I have a lot of mixed responses to this one. I know that my own response is shaped by having two housewives in my immediate vicinity, my mother and my sister, and that their choices disturb me, especially my sister's. I also tend to believe, as a principle, that it is weird for any person to stay at home and that it is only ideology that makes them do it, not real choice. E.g., if women felt confident in state childcare systems and if such systems were affordable, they wouldn't perhaps worry about needing to do the childcare all themselves, and if the ideology of 'it's best for children to be at home with their mothers' did not exist, many women's so-called choice might also change.
I tend to believe that in a democracy dependent on taxes it is good for people to contribute to taxation by working, to be citizens. I'm very in favour of state national health services and state pensions and subsidised childcare and excellent state education -- and all those things can only be sustained if everybody pitches in and pays taxes.
So that is mainly where I am coming from. I know this stance is difficult to uphold when talking to actual women who chose to stay at home; I tend to shut up when around them.
I'm against the approach that feminists should be applauding or not anything. I'm not so sure what's happened to feminism, anyway; at one point it was 'horrible frumpy stay at home mums', and then it was 'housework should be paid', and then it was 'embrace the feminine'. So all of that's historically contingent as well.
contd in part 2
(no subject)
Date: 2005-01-14 11:29 am (UTC)I thought the whole point was to give women choices, and not bash them if they made a choice someone else might not.
Yes, but see my point about the ideological limitations placed on so-called free choice above. After all, if the choice were absolutely personal and down to the individual, you would statistically expect 50 percent of men to be staying at home and caring for the children. As this is not the case, I remain absolutely convinced that the choice made by women is not a purely personal one.
After my experiences with the whole career thing, I'm quite a bit less enthusiastic about it than I was ten years ago. I'm a lot more interested in being accountable mostly to myself, having a more flexible schedule
Oh, that I can empathise with completely. That's less ideology than experience. And a matter of figuring out how to achieve such a schedule in a practical way.
(no subject)
Date: 2005-01-19 10:10 pm (UTC)I have a Control Journal but rarely look at it.
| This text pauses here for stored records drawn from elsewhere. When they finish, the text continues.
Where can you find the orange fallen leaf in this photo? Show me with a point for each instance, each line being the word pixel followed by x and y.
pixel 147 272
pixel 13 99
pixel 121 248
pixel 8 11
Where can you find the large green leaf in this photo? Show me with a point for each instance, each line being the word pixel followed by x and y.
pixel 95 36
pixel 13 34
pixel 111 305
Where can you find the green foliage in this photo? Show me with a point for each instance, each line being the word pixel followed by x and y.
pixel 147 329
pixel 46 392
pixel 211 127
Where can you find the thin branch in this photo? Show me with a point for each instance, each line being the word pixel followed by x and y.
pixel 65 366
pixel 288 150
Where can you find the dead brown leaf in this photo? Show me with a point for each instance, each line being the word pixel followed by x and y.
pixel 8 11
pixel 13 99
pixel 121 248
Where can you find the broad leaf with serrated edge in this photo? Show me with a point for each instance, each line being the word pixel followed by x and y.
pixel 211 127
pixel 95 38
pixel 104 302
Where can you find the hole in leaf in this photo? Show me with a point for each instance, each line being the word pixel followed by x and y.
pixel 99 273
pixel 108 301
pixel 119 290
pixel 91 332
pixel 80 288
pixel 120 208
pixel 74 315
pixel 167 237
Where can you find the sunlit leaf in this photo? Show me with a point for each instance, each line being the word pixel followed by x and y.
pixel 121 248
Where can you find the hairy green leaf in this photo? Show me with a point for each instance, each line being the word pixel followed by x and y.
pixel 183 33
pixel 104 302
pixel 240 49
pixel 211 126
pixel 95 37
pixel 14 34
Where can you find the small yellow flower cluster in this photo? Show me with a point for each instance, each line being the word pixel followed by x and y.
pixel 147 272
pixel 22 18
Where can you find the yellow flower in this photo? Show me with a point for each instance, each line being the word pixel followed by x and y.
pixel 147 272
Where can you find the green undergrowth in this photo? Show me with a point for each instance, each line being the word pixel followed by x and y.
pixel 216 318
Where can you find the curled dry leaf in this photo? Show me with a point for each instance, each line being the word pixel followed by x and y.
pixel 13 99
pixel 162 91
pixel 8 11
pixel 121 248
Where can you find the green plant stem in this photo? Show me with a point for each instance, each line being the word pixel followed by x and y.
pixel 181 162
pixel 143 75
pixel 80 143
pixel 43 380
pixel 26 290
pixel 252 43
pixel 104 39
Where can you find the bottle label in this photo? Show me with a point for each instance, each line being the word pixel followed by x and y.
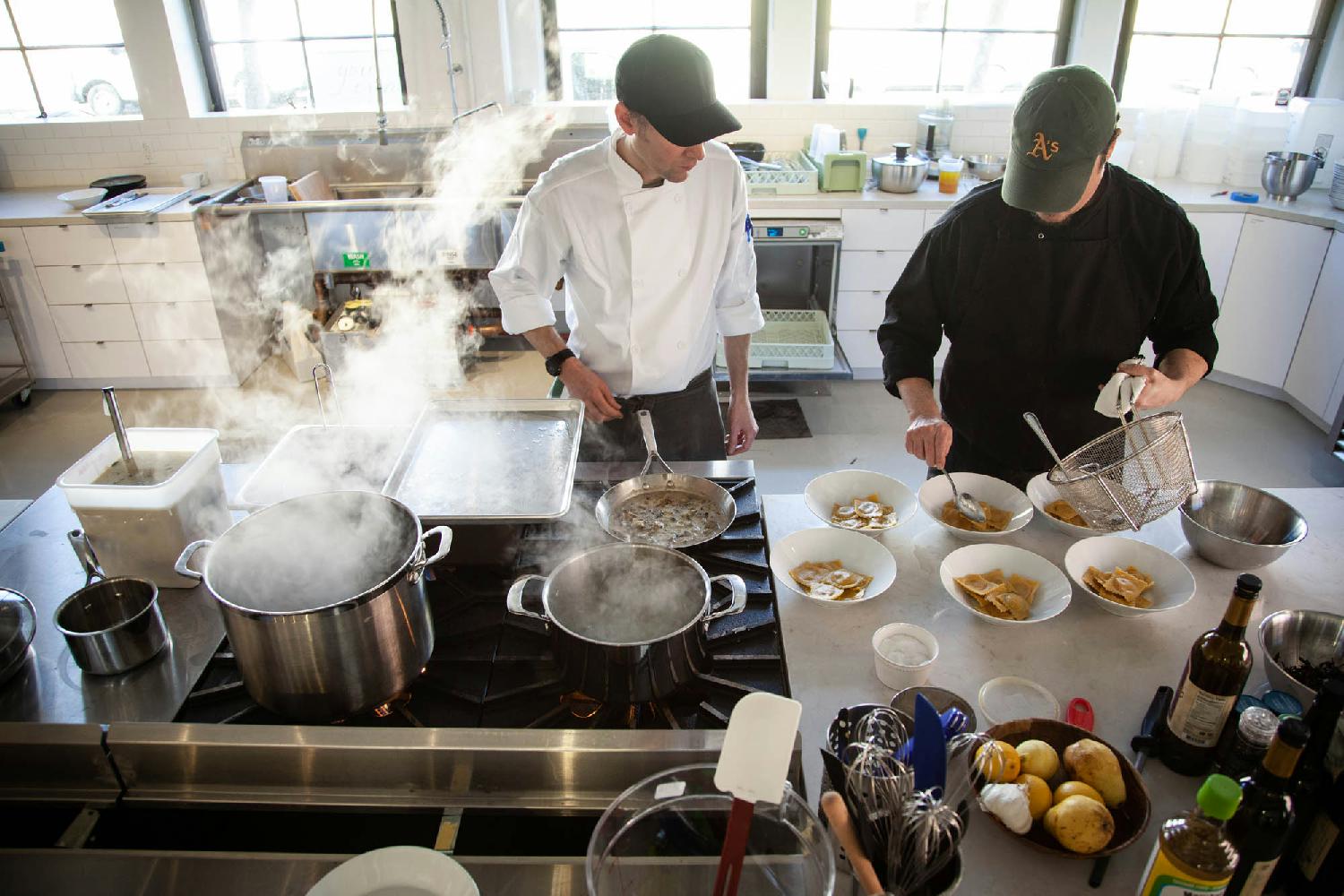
pixel 1258 877
pixel 1164 879
pixel 1316 845
pixel 1198 716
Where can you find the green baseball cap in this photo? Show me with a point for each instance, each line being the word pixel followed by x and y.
pixel 1062 123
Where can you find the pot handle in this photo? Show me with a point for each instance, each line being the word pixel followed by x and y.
pixel 739 598
pixel 182 568
pixel 515 598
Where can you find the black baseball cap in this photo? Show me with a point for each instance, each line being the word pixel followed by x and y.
pixel 1064 121
pixel 669 81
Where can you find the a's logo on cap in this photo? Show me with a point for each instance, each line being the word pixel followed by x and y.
pixel 1042 148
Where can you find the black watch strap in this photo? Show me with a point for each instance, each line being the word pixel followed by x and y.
pixel 556 362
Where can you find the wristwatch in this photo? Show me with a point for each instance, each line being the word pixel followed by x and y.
pixel 556 362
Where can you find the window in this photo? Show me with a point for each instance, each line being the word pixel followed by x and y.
pixel 1230 46
pixel 867 48
pixel 586 38
pixel 64 59
pixel 300 54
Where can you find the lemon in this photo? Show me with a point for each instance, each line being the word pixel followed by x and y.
pixel 1077 788
pixel 1038 758
pixel 999 762
pixel 1038 794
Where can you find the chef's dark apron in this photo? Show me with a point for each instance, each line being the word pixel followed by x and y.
pixel 1030 338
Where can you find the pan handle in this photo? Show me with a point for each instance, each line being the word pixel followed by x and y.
pixel 739 598
pixel 515 598
pixel 182 568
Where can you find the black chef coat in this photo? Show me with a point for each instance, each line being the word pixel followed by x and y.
pixel 1039 314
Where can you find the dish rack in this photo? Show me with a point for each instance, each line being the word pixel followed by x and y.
pixel 790 339
pixel 798 177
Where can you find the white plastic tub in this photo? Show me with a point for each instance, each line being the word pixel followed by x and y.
pixel 142 530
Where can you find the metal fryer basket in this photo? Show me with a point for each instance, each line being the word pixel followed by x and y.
pixel 1129 476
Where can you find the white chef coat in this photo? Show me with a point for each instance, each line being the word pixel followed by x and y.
pixel 650 276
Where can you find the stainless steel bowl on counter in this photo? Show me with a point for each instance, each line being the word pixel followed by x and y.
pixel 1293 635
pixel 1238 527
pixel 1288 175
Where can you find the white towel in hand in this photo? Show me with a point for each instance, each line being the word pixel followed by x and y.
pixel 1118 395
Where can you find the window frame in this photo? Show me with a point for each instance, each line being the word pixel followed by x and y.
pixel 27 66
pixel 1311 56
pixel 822 56
pixel 760 26
pixel 206 43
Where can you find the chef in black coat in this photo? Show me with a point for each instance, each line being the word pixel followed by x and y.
pixel 1046 282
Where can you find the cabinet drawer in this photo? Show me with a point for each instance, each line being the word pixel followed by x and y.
pixel 871 271
pixel 105 360
pixel 177 320
pixel 82 284
pixel 868 228
pixel 94 323
pixel 167 281
pixel 187 358
pixel 860 309
pixel 70 245
pixel 158 242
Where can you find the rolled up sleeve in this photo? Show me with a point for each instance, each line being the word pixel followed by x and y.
pixel 736 301
pixel 529 269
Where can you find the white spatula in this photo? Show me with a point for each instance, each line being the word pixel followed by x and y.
pixel 753 767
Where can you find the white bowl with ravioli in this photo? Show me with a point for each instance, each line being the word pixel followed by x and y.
pixel 843 487
pixel 855 551
pixel 935 493
pixel 1042 493
pixel 1172 587
pixel 1051 597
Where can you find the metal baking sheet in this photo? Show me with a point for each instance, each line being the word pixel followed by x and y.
pixel 324 458
pixel 489 461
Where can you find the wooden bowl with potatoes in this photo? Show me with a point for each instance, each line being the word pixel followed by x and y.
pixel 1124 794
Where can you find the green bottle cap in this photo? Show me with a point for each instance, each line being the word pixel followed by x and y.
pixel 1219 797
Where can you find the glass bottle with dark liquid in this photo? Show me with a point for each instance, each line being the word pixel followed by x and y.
pixel 1260 828
pixel 1215 673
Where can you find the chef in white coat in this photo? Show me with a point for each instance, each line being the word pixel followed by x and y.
pixel 650 230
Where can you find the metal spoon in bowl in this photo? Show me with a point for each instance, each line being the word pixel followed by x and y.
pixel 965 501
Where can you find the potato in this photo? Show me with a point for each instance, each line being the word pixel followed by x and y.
pixel 1093 763
pixel 1081 825
pixel 1038 758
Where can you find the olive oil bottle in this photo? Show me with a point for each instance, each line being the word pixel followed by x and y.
pixel 1260 828
pixel 1193 855
pixel 1215 673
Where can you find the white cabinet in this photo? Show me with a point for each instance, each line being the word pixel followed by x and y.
pixel 70 245
pixel 29 306
pixel 1218 236
pixel 1268 295
pixel 1320 351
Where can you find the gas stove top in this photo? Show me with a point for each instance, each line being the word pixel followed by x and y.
pixel 491 669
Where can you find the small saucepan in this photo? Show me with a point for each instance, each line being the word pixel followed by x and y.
pixel 112 625
pixel 671 509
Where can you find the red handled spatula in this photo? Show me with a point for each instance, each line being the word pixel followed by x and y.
pixel 753 767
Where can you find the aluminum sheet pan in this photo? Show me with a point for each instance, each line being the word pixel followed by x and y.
pixel 489 461
pixel 324 458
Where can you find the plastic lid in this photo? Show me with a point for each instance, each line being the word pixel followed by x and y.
pixel 1219 797
pixel 1011 697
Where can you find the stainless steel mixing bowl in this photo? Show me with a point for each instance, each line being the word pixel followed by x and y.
pixel 1296 635
pixel 1238 527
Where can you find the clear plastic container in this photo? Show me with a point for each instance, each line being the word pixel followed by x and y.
pixel 663 837
pixel 142 530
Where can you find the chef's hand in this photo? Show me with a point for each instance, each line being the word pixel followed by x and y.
pixel 1159 390
pixel 742 427
pixel 929 438
pixel 591 390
The main benefit was in creating it, rather than obsessively checking it every day.
I activate the email reminders whenever I feel the need, but mostly I've absorbed as much of the system as I want, and the rest is just the idealogy that I don't want.
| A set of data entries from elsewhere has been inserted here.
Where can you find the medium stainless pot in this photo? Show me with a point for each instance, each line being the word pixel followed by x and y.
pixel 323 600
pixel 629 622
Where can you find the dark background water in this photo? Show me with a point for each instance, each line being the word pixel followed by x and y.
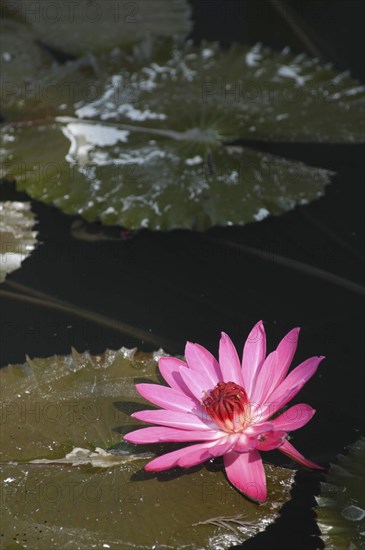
pixel 181 285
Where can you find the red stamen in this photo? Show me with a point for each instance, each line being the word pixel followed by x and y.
pixel 228 406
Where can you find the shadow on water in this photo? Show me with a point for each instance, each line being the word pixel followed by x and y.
pixel 185 286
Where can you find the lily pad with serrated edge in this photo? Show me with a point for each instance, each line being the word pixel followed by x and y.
pixel 341 505
pixel 17 237
pixel 137 180
pixel 149 152
pixel 68 480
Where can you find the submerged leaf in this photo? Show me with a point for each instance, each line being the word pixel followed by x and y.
pixel 17 238
pixel 76 28
pixel 63 465
pixel 341 512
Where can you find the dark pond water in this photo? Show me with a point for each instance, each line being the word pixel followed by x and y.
pixel 182 285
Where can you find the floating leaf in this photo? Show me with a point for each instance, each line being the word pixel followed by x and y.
pixel 341 512
pixel 154 154
pixel 17 239
pixel 69 481
pixel 83 27
pixel 124 177
pixel 252 93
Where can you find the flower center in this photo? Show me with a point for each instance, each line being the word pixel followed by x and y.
pixel 228 406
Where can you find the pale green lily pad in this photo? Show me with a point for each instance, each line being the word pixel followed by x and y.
pixel 70 481
pixel 135 179
pixel 33 84
pixel 341 512
pixel 83 27
pixel 17 237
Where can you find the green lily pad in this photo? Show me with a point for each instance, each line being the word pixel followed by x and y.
pixel 341 512
pixel 70 481
pixel 150 150
pixel 127 178
pixel 17 238
pixel 252 93
pixel 83 27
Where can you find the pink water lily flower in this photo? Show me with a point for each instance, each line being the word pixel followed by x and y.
pixel 228 407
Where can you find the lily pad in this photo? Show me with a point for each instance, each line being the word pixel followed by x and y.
pixel 69 481
pixel 124 177
pixel 253 93
pixel 151 151
pixel 17 238
pixel 83 27
pixel 341 512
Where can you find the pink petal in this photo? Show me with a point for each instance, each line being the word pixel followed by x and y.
pixel 272 440
pixel 286 351
pixel 263 382
pixel 246 472
pixel 198 386
pixel 201 360
pixel 245 443
pixel 166 397
pixel 170 460
pixel 288 449
pixel 229 361
pixel 195 456
pixel 288 389
pixel 184 421
pixel 258 429
pixel 169 368
pixel 157 434
pixel 295 417
pixel 254 353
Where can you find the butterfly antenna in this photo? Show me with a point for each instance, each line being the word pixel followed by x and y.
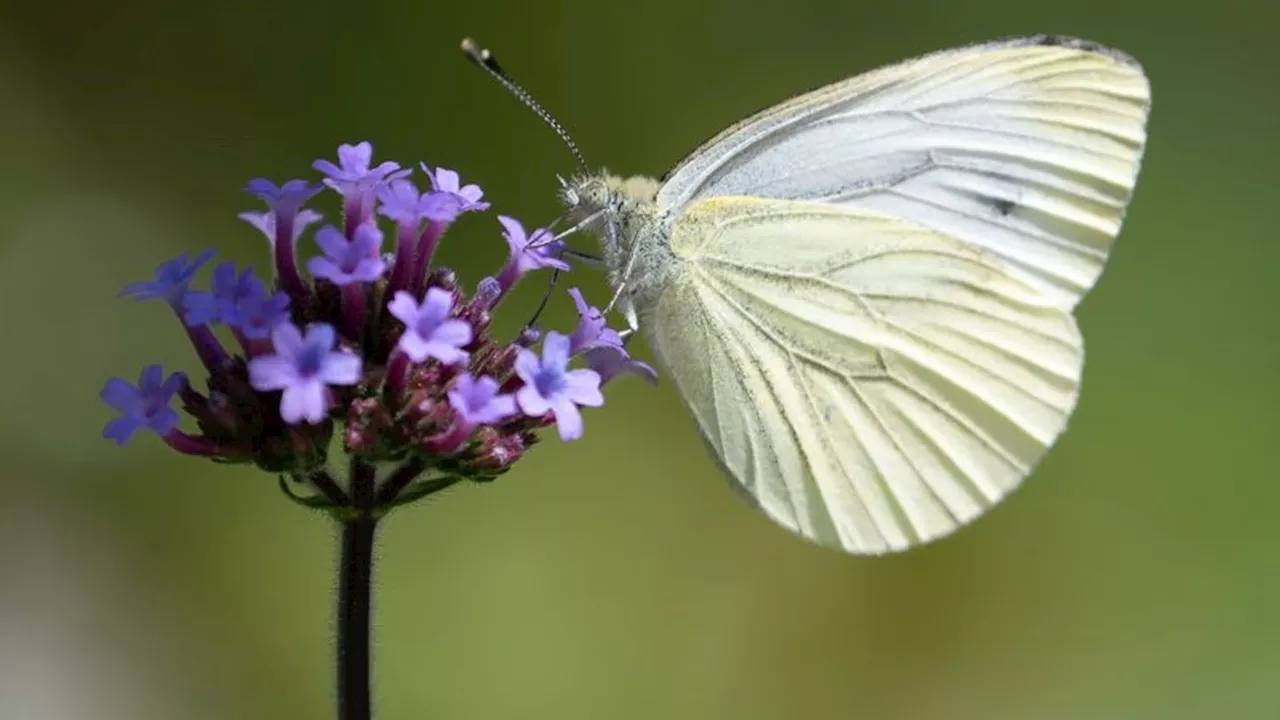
pixel 487 62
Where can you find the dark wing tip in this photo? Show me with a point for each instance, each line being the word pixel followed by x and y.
pixel 1074 44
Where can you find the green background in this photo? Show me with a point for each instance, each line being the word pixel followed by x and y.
pixel 1133 577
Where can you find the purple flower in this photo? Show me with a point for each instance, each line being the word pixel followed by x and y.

The things that have stuck:
- Saving Dinner for meals. It really is useful, even if the ingredients lists are still too North American for me.
- Pre-sort laundry (separate hampers for darks and whites), chuck in a load every morning, get it dried and sorted and put away same day.
- Swish and swipe the bathroom every day.
- Bedtime routine for my daughter. That was a life-saver.
- War on clutter. If I have to bring new crap into the house, I have to get rid of some old crap to make room for it.
- Sinks are mostly clean, most of the time. But I don't have a dishwasher, and I'm not going to hand-dry my dishes, so they mostly air-dry overnight.
- Thinking of housework as a blessing to myself and my daughter. It really is a gift to ourselves when our house is clean and welcoming. I'm a happier person when my home environment is organised and clean.
- The timer. We use it ALL THE TIME. My daughter loves it.
- Racing the timer. I can do anything for fifteen minutes. And fifteen minutes really does make a difference. Housework done imperfectly is still a blessing.
I think I needed to attempt to embrace most of the program before I could judge what worked and what didn't work for me. As in, following the instructions fairly closely just to give them a fair chance to work. Then I dropped the things that didn't work, or seemed a waste of effort, and just kept reinforcing the ones that did.